— Parfait : c’est exactement ce que je voulais démontrer. » Shedemei se mit à rire. « Si je ne te connaissais pas, dame Surâme, je croirais que tu défends ton amour-propre.
— Je n’ai pas d’amour-propre.
— Je suis heureuse de te l’entendre dire. Je me suis débarrassée du mien il y a longtemps.
— Qu’est-ce donc que tu voulais démontrer ?
— Nafai t’a forcée à le remarquer, à le prendre en compte, à l’écouter.
— Nafai et Issib.
— Ils l’ont fait en te résistant, et de telle manière que tu as dû modifier tes plans pour tenir compte de leur… comment as-tu dit ?… de leur ambition.
— Issib était têtu.
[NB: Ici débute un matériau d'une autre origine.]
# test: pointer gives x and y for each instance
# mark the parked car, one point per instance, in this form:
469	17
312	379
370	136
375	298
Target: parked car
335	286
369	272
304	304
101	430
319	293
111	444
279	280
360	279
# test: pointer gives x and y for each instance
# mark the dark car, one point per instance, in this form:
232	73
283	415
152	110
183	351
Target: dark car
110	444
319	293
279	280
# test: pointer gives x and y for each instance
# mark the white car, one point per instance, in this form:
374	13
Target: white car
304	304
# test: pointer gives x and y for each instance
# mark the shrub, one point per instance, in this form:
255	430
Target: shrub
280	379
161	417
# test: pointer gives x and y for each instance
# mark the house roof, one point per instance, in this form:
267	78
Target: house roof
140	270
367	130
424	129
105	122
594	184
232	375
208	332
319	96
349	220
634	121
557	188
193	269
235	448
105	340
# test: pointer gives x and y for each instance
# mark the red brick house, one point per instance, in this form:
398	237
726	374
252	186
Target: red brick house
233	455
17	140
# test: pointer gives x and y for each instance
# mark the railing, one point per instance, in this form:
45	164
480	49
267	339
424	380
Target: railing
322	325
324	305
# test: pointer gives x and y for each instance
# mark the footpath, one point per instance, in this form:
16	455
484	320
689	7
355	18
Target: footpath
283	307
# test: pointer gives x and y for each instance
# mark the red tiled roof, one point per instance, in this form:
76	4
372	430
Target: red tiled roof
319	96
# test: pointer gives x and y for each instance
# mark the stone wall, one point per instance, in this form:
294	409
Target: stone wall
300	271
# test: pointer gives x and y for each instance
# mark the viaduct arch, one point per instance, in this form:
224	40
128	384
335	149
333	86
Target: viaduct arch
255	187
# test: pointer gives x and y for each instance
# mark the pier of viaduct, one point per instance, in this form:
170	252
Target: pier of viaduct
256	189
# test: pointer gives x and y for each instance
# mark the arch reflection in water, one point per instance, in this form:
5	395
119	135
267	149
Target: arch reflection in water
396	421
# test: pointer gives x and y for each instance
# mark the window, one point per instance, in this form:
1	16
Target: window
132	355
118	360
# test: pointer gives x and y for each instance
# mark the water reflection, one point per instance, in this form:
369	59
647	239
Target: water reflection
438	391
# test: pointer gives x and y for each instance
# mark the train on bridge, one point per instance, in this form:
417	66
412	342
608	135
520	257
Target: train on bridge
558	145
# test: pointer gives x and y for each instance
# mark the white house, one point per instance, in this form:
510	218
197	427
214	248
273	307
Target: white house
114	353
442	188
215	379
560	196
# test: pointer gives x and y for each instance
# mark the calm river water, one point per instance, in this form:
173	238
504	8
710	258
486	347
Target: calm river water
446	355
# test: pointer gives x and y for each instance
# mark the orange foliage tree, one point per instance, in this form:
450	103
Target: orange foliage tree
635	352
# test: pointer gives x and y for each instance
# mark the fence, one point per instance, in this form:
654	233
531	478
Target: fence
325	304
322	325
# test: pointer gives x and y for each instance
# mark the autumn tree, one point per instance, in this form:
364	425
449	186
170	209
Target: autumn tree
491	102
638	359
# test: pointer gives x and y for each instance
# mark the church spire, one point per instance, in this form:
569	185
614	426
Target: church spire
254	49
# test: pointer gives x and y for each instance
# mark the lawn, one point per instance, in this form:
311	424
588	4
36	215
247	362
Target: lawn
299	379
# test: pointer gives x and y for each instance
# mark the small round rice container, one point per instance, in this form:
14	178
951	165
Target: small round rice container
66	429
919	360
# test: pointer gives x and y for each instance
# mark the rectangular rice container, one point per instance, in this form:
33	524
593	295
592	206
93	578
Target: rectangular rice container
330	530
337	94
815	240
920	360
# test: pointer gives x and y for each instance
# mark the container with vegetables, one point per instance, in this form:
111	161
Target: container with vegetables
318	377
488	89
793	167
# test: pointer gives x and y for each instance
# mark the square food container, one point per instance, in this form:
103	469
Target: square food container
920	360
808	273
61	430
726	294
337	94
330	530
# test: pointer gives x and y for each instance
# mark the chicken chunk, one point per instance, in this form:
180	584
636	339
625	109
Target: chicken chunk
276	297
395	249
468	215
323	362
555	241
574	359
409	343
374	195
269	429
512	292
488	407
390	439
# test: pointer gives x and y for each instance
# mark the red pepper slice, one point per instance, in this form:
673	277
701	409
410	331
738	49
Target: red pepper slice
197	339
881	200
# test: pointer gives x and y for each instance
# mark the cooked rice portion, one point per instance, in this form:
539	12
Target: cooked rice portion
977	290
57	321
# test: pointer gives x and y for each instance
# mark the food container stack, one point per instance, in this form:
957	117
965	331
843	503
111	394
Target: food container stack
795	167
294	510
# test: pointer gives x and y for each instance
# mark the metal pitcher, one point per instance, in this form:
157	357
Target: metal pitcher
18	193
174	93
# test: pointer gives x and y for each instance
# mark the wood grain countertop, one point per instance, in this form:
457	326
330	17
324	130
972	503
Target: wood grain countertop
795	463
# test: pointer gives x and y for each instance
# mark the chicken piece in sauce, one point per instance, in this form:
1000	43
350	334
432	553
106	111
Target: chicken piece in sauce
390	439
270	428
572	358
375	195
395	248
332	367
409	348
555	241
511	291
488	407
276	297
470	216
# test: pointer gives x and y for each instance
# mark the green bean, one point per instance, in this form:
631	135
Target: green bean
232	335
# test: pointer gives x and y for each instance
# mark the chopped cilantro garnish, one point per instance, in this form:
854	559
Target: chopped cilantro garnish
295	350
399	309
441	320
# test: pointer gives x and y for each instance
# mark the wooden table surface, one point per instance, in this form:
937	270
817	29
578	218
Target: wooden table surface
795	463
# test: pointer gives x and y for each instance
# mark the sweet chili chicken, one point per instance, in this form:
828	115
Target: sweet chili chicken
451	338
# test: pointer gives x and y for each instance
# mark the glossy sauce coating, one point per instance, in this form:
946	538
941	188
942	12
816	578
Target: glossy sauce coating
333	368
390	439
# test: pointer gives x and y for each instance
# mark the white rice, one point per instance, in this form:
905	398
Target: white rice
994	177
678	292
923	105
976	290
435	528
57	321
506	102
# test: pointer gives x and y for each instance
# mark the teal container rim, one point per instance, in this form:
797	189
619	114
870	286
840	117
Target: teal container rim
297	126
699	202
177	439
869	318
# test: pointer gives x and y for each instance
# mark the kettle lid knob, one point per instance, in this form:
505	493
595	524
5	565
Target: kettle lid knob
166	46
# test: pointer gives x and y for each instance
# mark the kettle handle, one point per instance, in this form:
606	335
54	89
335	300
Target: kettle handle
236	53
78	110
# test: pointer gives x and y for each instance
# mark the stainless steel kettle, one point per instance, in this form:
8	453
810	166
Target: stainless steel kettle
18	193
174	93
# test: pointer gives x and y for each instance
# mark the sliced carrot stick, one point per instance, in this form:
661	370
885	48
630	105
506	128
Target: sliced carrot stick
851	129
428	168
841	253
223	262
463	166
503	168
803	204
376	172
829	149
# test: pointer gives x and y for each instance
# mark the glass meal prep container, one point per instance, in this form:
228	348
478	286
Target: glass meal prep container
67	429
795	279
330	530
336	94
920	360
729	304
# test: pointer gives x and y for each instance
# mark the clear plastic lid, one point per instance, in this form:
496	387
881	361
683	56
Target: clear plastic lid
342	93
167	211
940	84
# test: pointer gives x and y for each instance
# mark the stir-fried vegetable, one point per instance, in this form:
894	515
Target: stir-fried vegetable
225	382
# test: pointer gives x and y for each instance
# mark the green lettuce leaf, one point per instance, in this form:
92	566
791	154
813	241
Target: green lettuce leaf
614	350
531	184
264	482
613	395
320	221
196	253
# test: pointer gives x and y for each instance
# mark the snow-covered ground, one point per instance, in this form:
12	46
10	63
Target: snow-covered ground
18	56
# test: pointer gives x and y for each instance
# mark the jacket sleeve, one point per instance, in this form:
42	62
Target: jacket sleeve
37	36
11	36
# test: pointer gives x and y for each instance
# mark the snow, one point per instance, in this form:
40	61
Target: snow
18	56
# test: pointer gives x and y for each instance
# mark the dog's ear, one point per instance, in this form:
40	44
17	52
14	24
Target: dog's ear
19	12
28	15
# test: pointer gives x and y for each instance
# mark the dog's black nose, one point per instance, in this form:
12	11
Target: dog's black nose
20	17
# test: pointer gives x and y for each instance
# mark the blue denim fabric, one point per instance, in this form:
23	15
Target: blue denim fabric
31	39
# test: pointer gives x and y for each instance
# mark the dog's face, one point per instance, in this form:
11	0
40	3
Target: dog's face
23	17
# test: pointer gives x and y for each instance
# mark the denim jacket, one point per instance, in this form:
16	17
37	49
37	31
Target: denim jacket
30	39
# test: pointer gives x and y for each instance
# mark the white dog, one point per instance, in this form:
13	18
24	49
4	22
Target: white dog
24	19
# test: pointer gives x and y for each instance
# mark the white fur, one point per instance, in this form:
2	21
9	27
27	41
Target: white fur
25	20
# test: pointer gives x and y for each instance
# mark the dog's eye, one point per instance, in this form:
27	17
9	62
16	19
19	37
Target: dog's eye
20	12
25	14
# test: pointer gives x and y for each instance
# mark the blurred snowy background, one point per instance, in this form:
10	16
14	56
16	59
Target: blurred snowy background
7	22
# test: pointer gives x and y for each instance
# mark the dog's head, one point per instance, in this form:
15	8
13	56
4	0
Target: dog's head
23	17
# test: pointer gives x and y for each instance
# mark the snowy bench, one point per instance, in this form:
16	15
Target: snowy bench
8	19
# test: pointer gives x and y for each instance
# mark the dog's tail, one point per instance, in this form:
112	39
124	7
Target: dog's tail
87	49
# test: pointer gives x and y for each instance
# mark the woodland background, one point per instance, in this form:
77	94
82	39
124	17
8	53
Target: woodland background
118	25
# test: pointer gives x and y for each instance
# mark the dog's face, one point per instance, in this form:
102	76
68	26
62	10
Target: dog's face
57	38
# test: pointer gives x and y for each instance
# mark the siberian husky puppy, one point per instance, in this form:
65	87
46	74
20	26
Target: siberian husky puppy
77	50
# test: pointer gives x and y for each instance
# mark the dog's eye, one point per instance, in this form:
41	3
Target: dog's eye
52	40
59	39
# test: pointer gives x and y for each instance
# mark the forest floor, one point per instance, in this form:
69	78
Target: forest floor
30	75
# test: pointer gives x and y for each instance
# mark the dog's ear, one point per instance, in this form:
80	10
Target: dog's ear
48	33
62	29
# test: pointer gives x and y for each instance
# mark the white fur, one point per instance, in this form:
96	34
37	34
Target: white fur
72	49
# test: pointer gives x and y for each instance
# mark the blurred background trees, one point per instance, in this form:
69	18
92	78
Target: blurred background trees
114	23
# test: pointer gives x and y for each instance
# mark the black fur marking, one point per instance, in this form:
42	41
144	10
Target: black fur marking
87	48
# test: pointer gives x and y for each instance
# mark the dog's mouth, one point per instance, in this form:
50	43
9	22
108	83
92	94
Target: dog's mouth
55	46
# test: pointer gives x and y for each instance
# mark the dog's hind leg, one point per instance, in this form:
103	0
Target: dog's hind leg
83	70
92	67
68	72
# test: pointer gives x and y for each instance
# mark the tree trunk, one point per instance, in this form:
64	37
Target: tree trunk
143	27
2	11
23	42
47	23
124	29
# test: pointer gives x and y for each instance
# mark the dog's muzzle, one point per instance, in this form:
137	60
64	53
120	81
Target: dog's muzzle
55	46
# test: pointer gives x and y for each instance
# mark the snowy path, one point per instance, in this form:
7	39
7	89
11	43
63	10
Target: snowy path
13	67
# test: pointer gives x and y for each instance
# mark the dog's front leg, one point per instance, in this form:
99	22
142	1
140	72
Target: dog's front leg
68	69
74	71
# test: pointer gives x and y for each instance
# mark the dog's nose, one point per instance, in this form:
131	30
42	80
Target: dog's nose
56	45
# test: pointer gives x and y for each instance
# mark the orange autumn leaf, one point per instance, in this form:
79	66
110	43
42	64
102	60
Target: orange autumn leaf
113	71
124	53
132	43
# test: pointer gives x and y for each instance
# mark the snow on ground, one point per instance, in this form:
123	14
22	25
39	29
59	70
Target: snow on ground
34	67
C’était Nafai, l’ambitieux.
— Ah ! J’imagine bien que, dans tes fichiers, il y a toute une liste d’adjectifs accolés à chacun de nos noms.
— Ne sois pas sarcastique, Shedemei. Ça ne convient pas à une femme qui s’est dépouillée de son orgueil.
— Veux-tu, oui ou non, écouter mon plan ?
— Ah, c’est donc un plan, pas une démonstration ?
— Tu as toujours le pouvoir d’influencer les hommes ?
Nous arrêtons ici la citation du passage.